Divorce entre époux binationaux

Lundi 7 juin 2010

Chaque année, 170 000 couples binationaux ou vivant dans un pays étranger divorcent. Lors d’un vote de la commission des affaires juridiques, Françoise Castex a soutenu, au nom du groupe Socialistes et Démocrates,  la proposition de la Commission européenne visant à proposer une « coopération renforcée » entre certains Etats membres afin de faciliter les procédures de divorce entre époux de nationalité différente dans l’Union Européenne.

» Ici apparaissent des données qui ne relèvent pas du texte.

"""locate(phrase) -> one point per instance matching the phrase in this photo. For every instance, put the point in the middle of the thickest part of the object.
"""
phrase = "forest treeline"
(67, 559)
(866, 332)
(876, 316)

A l’heure actuelle, chaque année, 170.000 couples binationaux ou vivants dans un pays étranger font face à un véritable casse tête lors du divorce en raison de la complexité de la procédure en place. Outre une forte insécurité juridique, on assiste généralement à une véritable “course au tribunal” étant donné que ce sera le premier tribunal saisie qui appliquera sa propre procédure. Or, ces procédures divergent d’un Etat à l’autre et le résultat peut donc varier en fonction du tribunal saisi pour traiter du divorce. Ainsi, un ressortissant allemand voulant divorcer de sa compagne française peut actuellement se précipiter chez le juge d’outre-Rhin où l’application des règles nationales de droit international privé (déterminant la loi que le juge allemand devra appliquer) amènera à l’application de la loi allemande où la garde des enfants est traditionnellement confiée à un unique parent

 Le projet

 La proposition de coopération renforcée pose le principe du libre choix par les époux de la loi applicable au divorce et prévoit des mesures protectrices des conjoints vulnérables et des enfants ce qui permettra d’augmenter la sécurité juridique et la prévisibilité de la loi qui s’appliquerait en cas de divorce transnationaux (et donc des résultats d’un divorce). Le libre choix par les époux de la loi applicable resterait tout de même encadré étant donné que la loi choisi devra obligatoirement avoir un lien avec au moins l’un des deux conjoints (afin d’éviter l’application d’une loi “exotique”).

 Une première en matière de coopération renforcée

On peut aussi remarquer qu’il s’agirait de la première mise en œuvre, au sein de l’Union européenne, du mécanisme de « coopération renforcée » qui permet à neuf pays, ou plus, de faire progresser une mesure importante, à laquelle certains Etats membres ne souhaitent pas s’associer. Les autres Etats membres peuvent toutefois s’y associer ultérieurement en notifiant leur intention au Conseil et à la Commission. Au Conseil « Justice » qui s’est tenu à Luxembourg, le 4 juin, les ministres européens de la justice ont dégagé un accord politique sur la proposition de la Commission et ainsi autorisé cette coopération renforcée. Le Parlement européen doit maintenant donner son approbation. La décision entrera en vigueur immédiatement après son adoption.